I also lightly-embroidered the edges Japanese Sachiko style with pearl cotton which helps them keep their shape in the wash and gives a sweet handmade look.
Are you ready to make some?
You'll need two fat quarters and some pearl cotton for each tea towel. They are fast and easy so feel free to make a big stack all at once. These beautiful fabrics are the new Hothouse Flowers by Mo Bedell for Andover Fabrics. Aren't they gorgeous??? I decided to use the pink and green colorway for these tea towels and save the blue and orange colorway for a little quilt (I think).
So pick two fat quarters for your first tea towel and place them right sides together on your cutting board. Make the selvages even...
And trim all the edges to make the fat quarters the same size all around. Cut off the selvages too.
Pin around the edges, and sew all the way around leaving about 3'' open for turning.
Use a 3/8'' seam allowance.
Clip the corners, turn right side out and press. Then stitch the opening closed close to the edge.
Make a whole bunch and get ready to embroider!
You all know I love pearl cotton. It's just so much fun. For this project, thread a sharp embroidery needle with a long single strand and tie a knot at the end.

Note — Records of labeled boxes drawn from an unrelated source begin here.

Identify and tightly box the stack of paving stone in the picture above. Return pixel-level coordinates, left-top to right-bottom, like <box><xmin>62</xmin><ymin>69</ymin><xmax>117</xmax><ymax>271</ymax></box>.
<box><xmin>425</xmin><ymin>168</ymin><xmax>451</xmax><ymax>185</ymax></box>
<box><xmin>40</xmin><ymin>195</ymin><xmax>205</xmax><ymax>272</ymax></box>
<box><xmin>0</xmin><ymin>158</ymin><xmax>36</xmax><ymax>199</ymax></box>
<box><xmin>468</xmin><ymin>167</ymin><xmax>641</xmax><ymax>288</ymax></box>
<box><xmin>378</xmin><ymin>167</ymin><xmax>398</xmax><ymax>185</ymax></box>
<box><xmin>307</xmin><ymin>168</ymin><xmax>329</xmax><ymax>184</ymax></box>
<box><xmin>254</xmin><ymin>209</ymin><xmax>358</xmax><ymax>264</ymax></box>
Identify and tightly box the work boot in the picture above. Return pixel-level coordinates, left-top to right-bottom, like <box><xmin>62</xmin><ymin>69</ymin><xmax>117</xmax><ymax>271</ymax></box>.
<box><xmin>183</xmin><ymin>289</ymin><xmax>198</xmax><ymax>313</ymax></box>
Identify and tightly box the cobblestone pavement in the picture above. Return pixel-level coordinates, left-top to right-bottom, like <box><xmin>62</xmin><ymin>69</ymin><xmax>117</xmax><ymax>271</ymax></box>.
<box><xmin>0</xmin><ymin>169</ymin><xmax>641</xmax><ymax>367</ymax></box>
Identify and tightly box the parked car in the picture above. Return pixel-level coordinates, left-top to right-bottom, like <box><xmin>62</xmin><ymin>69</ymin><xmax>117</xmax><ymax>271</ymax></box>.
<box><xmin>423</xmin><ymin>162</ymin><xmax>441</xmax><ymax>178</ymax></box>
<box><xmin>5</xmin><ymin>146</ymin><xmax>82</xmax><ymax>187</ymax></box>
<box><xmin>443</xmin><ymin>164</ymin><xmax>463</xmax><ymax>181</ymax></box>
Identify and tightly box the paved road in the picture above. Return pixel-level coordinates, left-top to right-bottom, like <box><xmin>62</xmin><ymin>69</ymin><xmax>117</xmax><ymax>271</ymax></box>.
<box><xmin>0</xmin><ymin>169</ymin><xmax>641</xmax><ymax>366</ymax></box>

Take your first stitch, only going through one layer of fabric. You are going to bury the knot in the middle of the towel.

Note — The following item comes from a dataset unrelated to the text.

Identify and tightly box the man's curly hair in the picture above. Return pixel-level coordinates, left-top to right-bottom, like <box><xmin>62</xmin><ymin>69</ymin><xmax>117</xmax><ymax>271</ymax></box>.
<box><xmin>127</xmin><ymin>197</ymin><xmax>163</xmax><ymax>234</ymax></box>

Pull the thread through to the end and gently tug at the knot until it pops into the middle. If it pops all the way out, no worries - that happens. Just try again.

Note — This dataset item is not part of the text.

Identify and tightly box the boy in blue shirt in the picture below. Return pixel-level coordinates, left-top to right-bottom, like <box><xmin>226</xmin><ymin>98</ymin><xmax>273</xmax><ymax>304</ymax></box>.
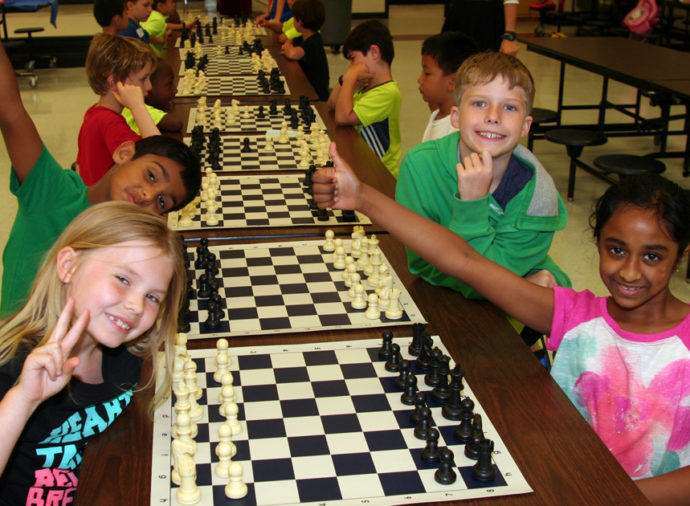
<box><xmin>328</xmin><ymin>20</ymin><xmax>401</xmax><ymax>177</ymax></box>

Hand sew long stitches (this time all the way through on both sides of the towel) all the way around. Use the seam allowance on the inside of the towel as a guide to keep your stitching straight. You can feel it through the fabric.
When you get to the end of your thread, use your needle to tie a knot in your thread about 1/4'' away from the towel. Take a last stitch through one layer only (kind of like the first stitch) and pop the knot to the center again. Pull the thread taut and cut, hiding the end on the inside.
Repeat with another strand of pearl cotton until you've sewn all the way around. Done!
If you want to make your stitching a little bit fancier, use a disappearing ink pen (like the Frixon) to mark a design around the edges. Here you see I used the bottom of a cup for curves and the corner of my ruler for a zig zag effect.
Then sew around them the same way, following your marking lines.